Let me be clearer, because I just figured out the disconnect here: I have little objection to the possibility that the powers that be would be quiet happy enough to weaken churches and make them go away, and that some of their worst actors might actually be actively seeking that. I really do think that is part of some of what is going. What I don’t think is that the primary stress point is financial. Long term restrictions will weaken churches, but I don’t think financially is really the weak point. In my experience with my own church, financial concerns related to the lockdowns are absolutely the least of the problems. It’s the lack of personal interaction, plus some spiritual realities that come into play.
Okay, then I have two additional thoughts.

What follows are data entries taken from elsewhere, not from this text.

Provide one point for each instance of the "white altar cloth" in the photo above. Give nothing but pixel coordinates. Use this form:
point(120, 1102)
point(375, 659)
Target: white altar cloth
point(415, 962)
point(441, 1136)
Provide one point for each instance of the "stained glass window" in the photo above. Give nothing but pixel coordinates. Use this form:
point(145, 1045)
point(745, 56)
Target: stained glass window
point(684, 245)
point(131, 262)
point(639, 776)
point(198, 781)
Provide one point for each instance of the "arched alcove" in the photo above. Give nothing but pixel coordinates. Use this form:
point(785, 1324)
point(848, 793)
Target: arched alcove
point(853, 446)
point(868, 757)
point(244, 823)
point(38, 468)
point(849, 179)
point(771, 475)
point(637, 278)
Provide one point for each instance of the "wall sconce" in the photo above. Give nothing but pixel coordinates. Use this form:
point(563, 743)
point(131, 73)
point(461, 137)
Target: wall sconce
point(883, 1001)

In terms of churches “going away,” there’s a huge difference between, say, the independent Evangelical church, or the barely above water and rapidly hemorrhaging members tiny denomination, and something like the Catholic church. The pandemic might close the former two, but it would have to go on for a very long time to close the Catholic church.
In that respect, you could see this as a ploy by evil Catholics to get rid of those pesky Protestants. And I’m sure some Truly Reformed somewhere has proposed that! 🙂
Your latter point reminds me of the importance of habit, and different types of habits.
If going to church is a recently acquired and somewhat unstable habit, then the pandemic might end it.
If going to church is a deep part of the culture, then a decade of pandemic might not end it.
Let us not forget that the RC Church is the Great Whore of Bablyon. At least that is what Jack Chick used to say, and that idea has certainly not died among your lower-order Protestants.